Still no word on the new position. All I can figure is, maybe more people decided to apply at the last minute, and they're still interviewing. Either that, or they're trying to decide how much of a raise I should get with the new position. LOL I reckon we'll hear when we hear. In the meantime, I'll keep looking elsewhere, because I know I won't be happy long-term at this job. And it's hard to stay positive when your work, the place where you spend the better part of your waking hours, makes you feel so down about yourself and your abilities.
I really should go to bed. I find it harder and harder to drag myself out of bed in the mornings. Part of the reason for that is that I'm not enthused about going to work, but part of it is because I don't get near enough sleep. So I'll write more later - right now, it's time to go take a good hard look at the back of my eyelids.
4 comments:
(Take two...this time without so many typos!)

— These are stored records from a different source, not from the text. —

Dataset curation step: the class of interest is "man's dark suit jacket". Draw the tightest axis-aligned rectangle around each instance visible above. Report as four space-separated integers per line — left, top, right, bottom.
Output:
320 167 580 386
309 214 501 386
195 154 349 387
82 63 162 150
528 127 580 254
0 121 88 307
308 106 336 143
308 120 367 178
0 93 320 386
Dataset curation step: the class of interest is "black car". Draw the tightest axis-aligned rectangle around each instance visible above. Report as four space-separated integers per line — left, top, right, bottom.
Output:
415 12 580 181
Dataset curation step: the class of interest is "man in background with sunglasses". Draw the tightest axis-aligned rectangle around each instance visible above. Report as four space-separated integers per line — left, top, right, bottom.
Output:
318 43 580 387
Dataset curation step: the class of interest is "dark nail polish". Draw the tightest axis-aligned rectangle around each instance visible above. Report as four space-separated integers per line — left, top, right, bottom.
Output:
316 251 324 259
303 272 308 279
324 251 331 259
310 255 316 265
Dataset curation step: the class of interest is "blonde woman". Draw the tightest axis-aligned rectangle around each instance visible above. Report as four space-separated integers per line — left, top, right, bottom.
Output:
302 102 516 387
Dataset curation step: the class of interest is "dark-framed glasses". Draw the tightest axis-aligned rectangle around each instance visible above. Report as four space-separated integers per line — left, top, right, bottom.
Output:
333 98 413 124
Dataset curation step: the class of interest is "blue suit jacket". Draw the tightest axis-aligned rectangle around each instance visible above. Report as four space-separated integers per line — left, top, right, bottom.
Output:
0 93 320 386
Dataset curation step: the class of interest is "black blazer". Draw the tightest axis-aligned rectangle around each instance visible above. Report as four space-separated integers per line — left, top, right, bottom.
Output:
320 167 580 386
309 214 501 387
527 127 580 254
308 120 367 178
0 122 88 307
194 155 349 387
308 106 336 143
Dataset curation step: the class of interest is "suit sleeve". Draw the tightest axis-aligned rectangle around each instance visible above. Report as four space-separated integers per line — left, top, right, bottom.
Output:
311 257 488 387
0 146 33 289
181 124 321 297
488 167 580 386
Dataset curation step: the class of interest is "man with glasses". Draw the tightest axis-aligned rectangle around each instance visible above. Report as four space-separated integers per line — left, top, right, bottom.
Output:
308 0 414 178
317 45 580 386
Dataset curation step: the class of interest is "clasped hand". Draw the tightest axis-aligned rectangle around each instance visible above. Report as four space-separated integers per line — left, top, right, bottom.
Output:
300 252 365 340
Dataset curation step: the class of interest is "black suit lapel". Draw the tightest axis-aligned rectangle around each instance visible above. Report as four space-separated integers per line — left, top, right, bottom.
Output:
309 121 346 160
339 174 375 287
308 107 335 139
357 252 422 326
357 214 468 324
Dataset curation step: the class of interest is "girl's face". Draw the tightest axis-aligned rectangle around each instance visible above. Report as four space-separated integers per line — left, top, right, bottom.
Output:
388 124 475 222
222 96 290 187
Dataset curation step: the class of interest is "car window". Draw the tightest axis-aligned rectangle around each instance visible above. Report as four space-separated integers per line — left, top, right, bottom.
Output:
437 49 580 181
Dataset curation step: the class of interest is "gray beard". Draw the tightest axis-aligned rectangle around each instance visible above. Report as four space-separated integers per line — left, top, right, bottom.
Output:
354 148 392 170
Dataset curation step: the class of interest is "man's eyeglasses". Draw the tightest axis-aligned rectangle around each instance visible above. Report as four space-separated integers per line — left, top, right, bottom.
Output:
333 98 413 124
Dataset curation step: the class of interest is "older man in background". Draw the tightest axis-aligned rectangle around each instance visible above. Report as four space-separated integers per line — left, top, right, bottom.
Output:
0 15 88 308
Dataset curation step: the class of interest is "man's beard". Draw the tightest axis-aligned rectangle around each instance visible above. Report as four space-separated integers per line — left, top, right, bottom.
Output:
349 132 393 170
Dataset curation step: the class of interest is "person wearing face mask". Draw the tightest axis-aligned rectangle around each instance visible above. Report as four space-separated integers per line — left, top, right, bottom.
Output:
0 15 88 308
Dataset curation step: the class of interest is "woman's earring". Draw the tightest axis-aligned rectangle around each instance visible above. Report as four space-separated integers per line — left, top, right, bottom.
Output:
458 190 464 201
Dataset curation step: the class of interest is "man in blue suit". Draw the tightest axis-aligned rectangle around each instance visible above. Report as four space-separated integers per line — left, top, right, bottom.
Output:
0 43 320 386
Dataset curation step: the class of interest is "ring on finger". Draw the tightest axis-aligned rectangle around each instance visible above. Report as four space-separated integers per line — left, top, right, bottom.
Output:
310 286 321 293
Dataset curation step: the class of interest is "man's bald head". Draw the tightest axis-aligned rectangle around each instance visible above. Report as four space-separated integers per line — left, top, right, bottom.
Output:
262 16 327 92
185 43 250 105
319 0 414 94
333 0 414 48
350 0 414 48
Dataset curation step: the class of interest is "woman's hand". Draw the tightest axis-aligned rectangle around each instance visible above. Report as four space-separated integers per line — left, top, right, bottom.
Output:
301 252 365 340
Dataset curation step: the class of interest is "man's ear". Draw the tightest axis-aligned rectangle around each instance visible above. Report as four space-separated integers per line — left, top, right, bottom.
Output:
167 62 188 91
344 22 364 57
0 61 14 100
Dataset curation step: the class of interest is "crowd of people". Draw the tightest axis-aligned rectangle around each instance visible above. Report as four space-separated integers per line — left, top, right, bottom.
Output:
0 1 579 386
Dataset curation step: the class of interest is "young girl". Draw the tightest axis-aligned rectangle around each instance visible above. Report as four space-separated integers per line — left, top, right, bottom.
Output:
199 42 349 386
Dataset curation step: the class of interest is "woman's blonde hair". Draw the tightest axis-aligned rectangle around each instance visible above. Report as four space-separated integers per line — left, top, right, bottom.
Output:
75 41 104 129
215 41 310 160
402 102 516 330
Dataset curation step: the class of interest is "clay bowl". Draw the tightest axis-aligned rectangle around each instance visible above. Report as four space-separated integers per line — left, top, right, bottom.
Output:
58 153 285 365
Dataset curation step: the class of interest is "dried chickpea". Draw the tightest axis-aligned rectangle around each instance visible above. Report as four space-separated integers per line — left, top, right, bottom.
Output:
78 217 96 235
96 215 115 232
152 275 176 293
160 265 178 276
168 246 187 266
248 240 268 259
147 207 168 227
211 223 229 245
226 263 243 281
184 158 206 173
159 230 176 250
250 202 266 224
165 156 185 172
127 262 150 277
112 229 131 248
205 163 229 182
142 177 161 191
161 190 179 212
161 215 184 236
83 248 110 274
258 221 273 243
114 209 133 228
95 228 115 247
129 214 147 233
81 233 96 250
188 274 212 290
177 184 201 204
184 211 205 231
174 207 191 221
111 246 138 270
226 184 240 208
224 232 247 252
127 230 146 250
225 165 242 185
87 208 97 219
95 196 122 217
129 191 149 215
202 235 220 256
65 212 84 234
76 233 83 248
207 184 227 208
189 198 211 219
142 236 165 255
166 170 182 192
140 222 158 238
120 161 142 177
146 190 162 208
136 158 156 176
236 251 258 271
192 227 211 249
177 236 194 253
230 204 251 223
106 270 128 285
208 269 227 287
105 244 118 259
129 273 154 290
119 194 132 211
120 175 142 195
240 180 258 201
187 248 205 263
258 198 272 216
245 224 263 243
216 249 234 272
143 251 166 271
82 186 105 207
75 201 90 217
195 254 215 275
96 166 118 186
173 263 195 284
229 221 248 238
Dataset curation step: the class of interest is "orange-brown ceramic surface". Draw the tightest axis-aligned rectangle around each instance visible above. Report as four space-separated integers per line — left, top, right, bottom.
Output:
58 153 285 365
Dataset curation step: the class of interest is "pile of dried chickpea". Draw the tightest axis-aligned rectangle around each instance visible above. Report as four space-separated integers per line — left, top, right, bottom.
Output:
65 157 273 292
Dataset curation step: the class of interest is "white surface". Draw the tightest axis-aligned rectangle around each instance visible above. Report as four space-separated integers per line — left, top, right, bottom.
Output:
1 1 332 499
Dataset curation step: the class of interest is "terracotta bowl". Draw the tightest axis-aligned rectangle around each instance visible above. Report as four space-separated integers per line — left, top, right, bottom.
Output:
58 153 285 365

You know something, "negativity" and blogs seem to go hand-in-hand. I often question whether I should just not blog about my issues. But on the other hand, my blog is my place to vent about my problems...about my fears and my gripes. If I didn't have my blog, I think I would be worse off emotionally than I am now. Negativity is how you look at life in general...not what you write about. Your blog is yours to do with what you please. If you need to bitch, by all means bitch. I don't know you personally, but you do NOT come across as a negative person.
Hugs to you girl.
Thanks, Kellie! Sometimes I just feel like a big ol' whiny butt. And I'm more likely to vent and bitch here, and try to make that focus on having a better attitude part of my daily routine. But I'm glad to know I don't come across as exceedingly negative.
nope, your not a whiner anymore than the rest of us. The sentence you mentioned in the book about negativity and unfufillment may really make sense for some parts of my professional life.
As for venting...hell after all you have been through Lisa...I'd vent my ass off!